72 - L’homosexualité

Publié le par Ya Santal

DSC01116.jpg  L’attirance sexuelle entre deux personnes de même sexe est un fait observé dans toutes les cultures et tout au long de l’histoire humaine. La bienveillance ou l’hostilité qu’elle a suscitées a varié selon la morale des peuples. Le fondement de ces morales a créé des comportements d’assimilation ou de rejet.
   La morale de l’argent rejette l’homosexualité quand elle est ressentie comme un frein ou simplement inutile aux échanges économiques.
   L’invocation de sauvegarde de la famille et les références puritaines religieuses briment l’homosexualité comme toute activité sexuelle hors mariage. Ce prosélytisme de l’austérité tend vers un but inavouable et souvent ignoré de ses ardents défenseurs, celui d’utiliser le besoin de compensation de la frustration sexuelle comme facteur de consommation. Cette frustration engendre une violence qui se nourrit du plaisir de la discrimination. En effet, la discrimination est un rituel de soulagement de la souffrance. Elle désigne un bouc émissaire représenté par un groupe social accusé par les frustrés d’être à l’origine de leurs propres problèmes.
   Au prosélytisme vénal s’ajoute la pression du profit comme facteur de rejet de la différence. La volonté de réaliser des économies d’échelle par la vente d’un produit unique sur un grand marché valorise la normalité statistique. Les compagnies, pour améliorer leur profit, adaptent leurs produits et leurs communications aux besoins du marché dominant. L’hétérosexualité majoritaire s’impose naturellement comme norme. Les minorités sexuelles sont ainsi exclues du paysage culturel. La publicité, les films populaires ignorent les minorités. Cette discrimination induit un marginalisation et parfois une culpabilisation de la différence dont l’homosexuel est une des victimes.
   La fonction du modèle est de favoriser l’insertion sociale par la reconnaissance. L’absence de modèles de marginaux dans les médias populaires prive les minorités de repères et les enferme au mieux dans une culture clandestine ou au pire dans la solitude.
   Les tenants de la culture de l’argent fondent leurs valeurs sur la tradition.

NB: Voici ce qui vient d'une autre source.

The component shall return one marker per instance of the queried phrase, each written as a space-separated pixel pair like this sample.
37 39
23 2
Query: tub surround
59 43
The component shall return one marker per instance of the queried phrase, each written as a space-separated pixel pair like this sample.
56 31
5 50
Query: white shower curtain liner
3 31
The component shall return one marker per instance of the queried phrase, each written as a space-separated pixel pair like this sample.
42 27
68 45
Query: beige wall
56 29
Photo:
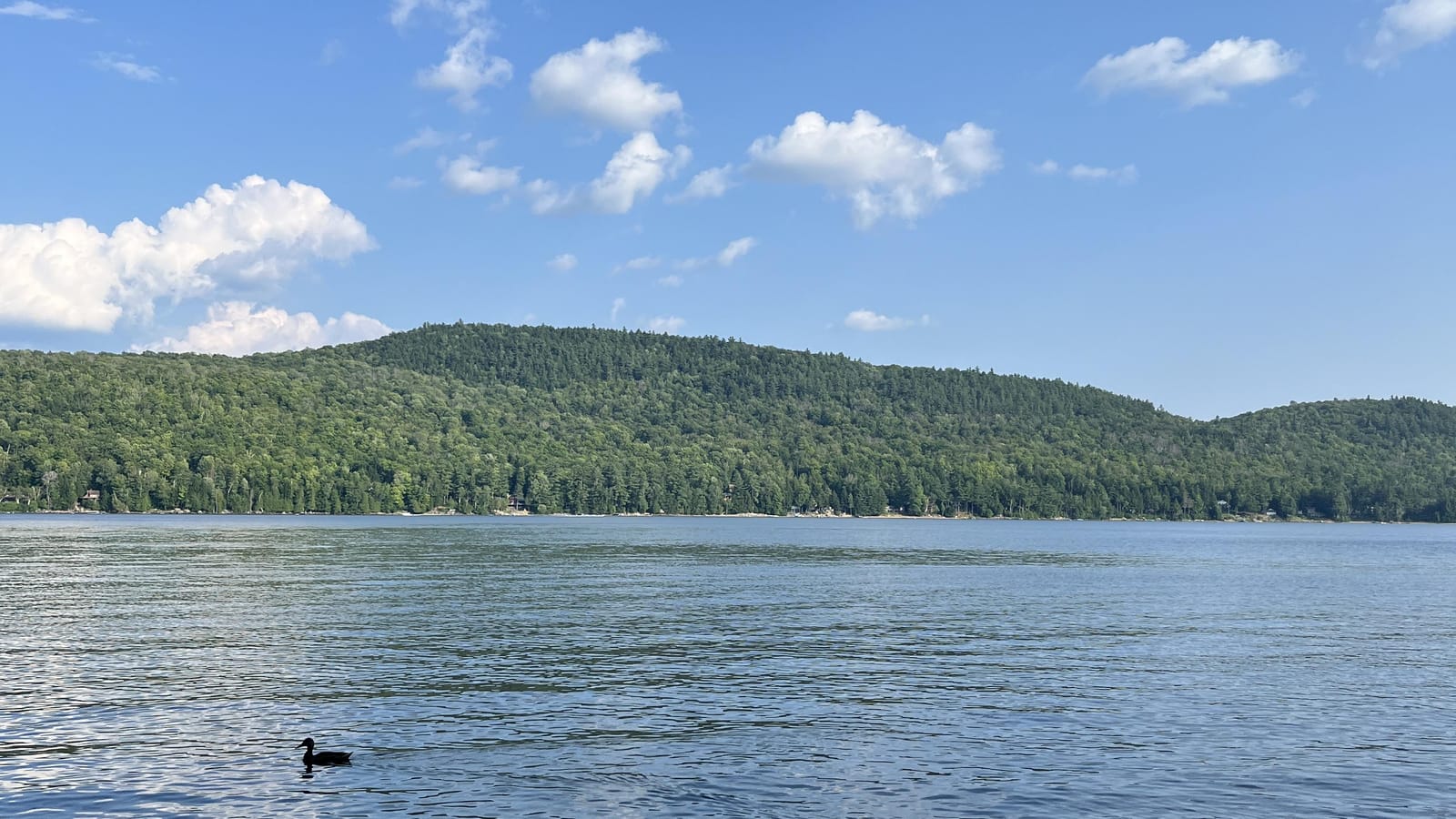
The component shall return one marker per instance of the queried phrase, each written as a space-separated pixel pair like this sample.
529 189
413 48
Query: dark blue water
725 668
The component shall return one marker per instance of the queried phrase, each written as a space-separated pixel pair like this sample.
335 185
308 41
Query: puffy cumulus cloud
632 174
468 66
1165 67
40 12
706 186
235 329
127 66
883 169
1410 25
72 276
666 324
468 175
725 257
870 321
601 82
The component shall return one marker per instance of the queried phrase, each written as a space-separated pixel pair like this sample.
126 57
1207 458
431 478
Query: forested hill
487 417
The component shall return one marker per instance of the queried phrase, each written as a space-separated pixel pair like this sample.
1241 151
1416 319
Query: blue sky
1216 207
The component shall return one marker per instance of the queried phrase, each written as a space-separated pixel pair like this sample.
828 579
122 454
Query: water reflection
733 668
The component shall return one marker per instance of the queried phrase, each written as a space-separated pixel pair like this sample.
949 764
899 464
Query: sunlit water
724 668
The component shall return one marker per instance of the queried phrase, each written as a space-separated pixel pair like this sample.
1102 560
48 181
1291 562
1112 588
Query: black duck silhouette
324 756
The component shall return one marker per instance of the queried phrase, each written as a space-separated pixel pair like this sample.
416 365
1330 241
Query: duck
324 758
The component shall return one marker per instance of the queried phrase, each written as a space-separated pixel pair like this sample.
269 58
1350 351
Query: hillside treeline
490 417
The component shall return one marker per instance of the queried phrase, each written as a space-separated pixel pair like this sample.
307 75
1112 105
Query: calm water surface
725 668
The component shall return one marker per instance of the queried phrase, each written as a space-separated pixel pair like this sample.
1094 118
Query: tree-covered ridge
482 417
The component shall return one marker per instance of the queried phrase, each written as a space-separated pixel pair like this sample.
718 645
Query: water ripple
724 668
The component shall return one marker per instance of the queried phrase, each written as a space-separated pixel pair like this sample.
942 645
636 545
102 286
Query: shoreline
822 516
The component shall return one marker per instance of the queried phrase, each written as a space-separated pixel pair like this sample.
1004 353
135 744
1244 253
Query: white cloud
1165 67
1125 175
72 276
127 66
706 186
640 263
666 324
870 321
725 257
235 329
466 175
601 82
883 169
466 67
1410 25
633 172
36 11
426 137
735 249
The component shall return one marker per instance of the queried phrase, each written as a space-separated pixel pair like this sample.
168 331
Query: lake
631 666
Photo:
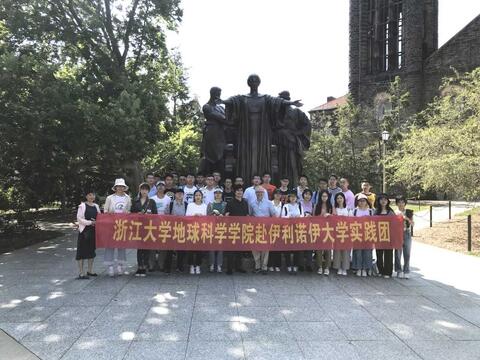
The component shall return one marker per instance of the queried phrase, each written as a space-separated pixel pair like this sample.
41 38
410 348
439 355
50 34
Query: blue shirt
263 208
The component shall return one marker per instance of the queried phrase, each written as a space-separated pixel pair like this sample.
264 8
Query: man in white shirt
249 193
189 188
161 200
209 190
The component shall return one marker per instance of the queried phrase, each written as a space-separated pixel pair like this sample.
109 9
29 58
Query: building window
385 37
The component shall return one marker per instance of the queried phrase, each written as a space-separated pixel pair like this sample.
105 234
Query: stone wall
461 52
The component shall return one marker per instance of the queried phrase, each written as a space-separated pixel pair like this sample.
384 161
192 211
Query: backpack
171 207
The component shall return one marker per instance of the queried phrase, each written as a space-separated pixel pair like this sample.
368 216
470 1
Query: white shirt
119 204
277 208
189 193
194 209
342 211
292 210
250 195
162 204
208 195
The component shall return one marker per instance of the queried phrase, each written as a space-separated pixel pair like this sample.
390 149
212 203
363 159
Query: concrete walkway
434 315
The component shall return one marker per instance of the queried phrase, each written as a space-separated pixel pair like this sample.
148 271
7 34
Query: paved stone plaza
434 315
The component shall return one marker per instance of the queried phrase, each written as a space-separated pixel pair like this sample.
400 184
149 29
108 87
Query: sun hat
120 182
362 197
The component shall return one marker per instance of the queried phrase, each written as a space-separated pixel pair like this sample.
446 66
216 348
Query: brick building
400 37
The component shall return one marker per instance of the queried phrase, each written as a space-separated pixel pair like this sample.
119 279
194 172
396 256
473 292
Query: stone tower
390 38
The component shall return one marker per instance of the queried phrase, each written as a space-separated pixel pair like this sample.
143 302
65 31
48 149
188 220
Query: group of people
198 195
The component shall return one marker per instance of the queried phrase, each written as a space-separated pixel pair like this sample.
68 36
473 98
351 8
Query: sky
300 46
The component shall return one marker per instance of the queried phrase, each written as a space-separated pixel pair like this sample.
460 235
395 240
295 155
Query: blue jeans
405 251
362 259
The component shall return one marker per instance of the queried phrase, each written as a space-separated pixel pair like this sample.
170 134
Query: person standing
216 208
197 208
162 201
366 187
292 209
177 207
384 256
170 186
333 188
150 180
266 179
324 257
238 206
405 250
249 193
228 193
261 207
349 196
209 190
284 189
341 258
275 257
86 217
322 185
217 179
117 203
307 206
143 205
362 260
302 185
189 188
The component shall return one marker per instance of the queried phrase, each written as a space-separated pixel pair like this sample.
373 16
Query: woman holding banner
196 208
117 203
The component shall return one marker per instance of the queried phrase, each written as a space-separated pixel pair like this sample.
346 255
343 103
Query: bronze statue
255 116
292 136
213 142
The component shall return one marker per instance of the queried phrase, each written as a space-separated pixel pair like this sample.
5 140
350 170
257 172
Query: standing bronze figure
292 138
213 142
255 116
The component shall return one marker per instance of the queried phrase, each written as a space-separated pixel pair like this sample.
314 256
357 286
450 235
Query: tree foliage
85 87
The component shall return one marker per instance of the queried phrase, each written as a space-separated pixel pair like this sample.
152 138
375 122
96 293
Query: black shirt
228 196
148 207
237 208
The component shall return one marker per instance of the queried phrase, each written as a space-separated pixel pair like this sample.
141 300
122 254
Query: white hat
120 182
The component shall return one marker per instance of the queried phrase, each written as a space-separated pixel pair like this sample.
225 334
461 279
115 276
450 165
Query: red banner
229 233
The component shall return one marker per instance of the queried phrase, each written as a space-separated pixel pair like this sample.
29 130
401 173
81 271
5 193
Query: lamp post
385 137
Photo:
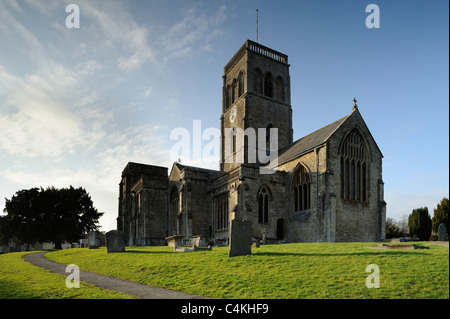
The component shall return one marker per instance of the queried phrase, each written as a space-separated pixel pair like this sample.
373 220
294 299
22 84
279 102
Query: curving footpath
106 282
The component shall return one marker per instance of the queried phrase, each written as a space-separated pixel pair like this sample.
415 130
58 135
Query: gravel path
106 282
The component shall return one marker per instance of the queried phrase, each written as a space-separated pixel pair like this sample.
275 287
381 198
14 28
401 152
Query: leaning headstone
240 238
114 241
93 240
442 232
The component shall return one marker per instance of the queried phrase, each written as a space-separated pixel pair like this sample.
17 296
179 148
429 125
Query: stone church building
326 187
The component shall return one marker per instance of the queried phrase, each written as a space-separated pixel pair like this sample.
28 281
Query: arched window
263 206
301 188
353 168
268 139
268 85
233 91
241 84
257 81
221 206
279 89
227 97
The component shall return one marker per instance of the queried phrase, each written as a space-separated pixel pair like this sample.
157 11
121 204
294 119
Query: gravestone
114 242
93 240
240 238
442 232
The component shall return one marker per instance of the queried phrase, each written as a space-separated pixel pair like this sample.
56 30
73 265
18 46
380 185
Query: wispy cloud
193 32
116 26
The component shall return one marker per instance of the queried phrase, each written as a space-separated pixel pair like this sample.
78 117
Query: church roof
309 142
197 169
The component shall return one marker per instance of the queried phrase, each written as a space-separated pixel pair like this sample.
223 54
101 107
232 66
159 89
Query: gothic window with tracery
263 206
279 89
221 206
268 85
353 168
301 189
241 84
257 81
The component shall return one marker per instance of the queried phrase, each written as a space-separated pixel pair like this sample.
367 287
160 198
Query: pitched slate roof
309 142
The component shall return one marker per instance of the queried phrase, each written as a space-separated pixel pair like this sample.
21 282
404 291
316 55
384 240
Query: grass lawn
306 270
21 280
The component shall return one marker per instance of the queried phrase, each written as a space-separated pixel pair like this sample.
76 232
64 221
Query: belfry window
353 168
227 97
263 206
268 85
279 89
241 84
257 81
301 189
233 91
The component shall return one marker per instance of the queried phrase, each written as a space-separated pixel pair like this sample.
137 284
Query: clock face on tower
233 114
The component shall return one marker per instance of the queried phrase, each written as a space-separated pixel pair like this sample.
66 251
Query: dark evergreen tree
50 215
419 223
440 215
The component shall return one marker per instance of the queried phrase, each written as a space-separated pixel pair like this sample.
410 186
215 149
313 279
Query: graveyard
284 271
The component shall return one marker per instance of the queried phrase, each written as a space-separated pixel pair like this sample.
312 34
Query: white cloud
402 203
192 34
117 27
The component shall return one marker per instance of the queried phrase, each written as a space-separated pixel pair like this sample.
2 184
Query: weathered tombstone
240 238
114 241
442 232
93 240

Le flou de cette référence empirique et souvent obscurantiste permet de choisir les seuls arguments en accord avec le fondement de la morale de l’argent en coalition avec le puritanisme religieux américain.
   La Morale de la vie a pour elle la clarté de la rationalité.
La qualité morale de l’homosexualité ne se détermine pas par son origine génétique ou culturelle mais par ses effets individuels et collectifs.
   Les amours homosexuels et hétérosexuels ne se différencient que par la question de la procréation.  Sur le terrain de l’affection et du plaisir sexuel, ces amours sont de même nature et remplissent la même fonction. Dans ces unions, on retrouve la même aspiration à vivre des échanges complets et de qualité. La pulsion de vie, à travers les relations amoureuses, accomplit son œuvre de préservation et d’épanouissement.
   La collectivité a tout à gagner favoriser l’épanouissement des minorités. En effet, quand ses membres sont gorgés de bonheur, ils n’ont d’autre choix pour l’augmenter que de le partager dans une générosité rayonnante. De plus, les minorités bien insérées contribuent largement à l’enrichissement Culturelle. Une culture tient sa séduction en grande partie de sa diversité. L’apport original des cultures minoritaires est le secret des grandes cultures rayonnantes..
   Au cours d’une vie, la rencontre amoureuse quels que soient le sexe et la différence d’age est une opportunité précieuse que la société doit protéger par ses lois et ses coutumes. Elle est le début d’échanges intenses et de grandes qualités dont les effets profitables rejaillissent sur la communauté.
   La culture de l’argent avec ses tabous pervers pollue les individus et grippent leurs relations amoureuses alors que naturellement elles pouvaient remplir les conditions pour durer.
   L’histoire a produit des traditions empiriques qui conditionnent des comportements nuisibles. Il est naturel de les assumer, mais il est de la responsabilité de tous de les faire évoluer par la politique, les médias, les arts et surtout, l’éducation.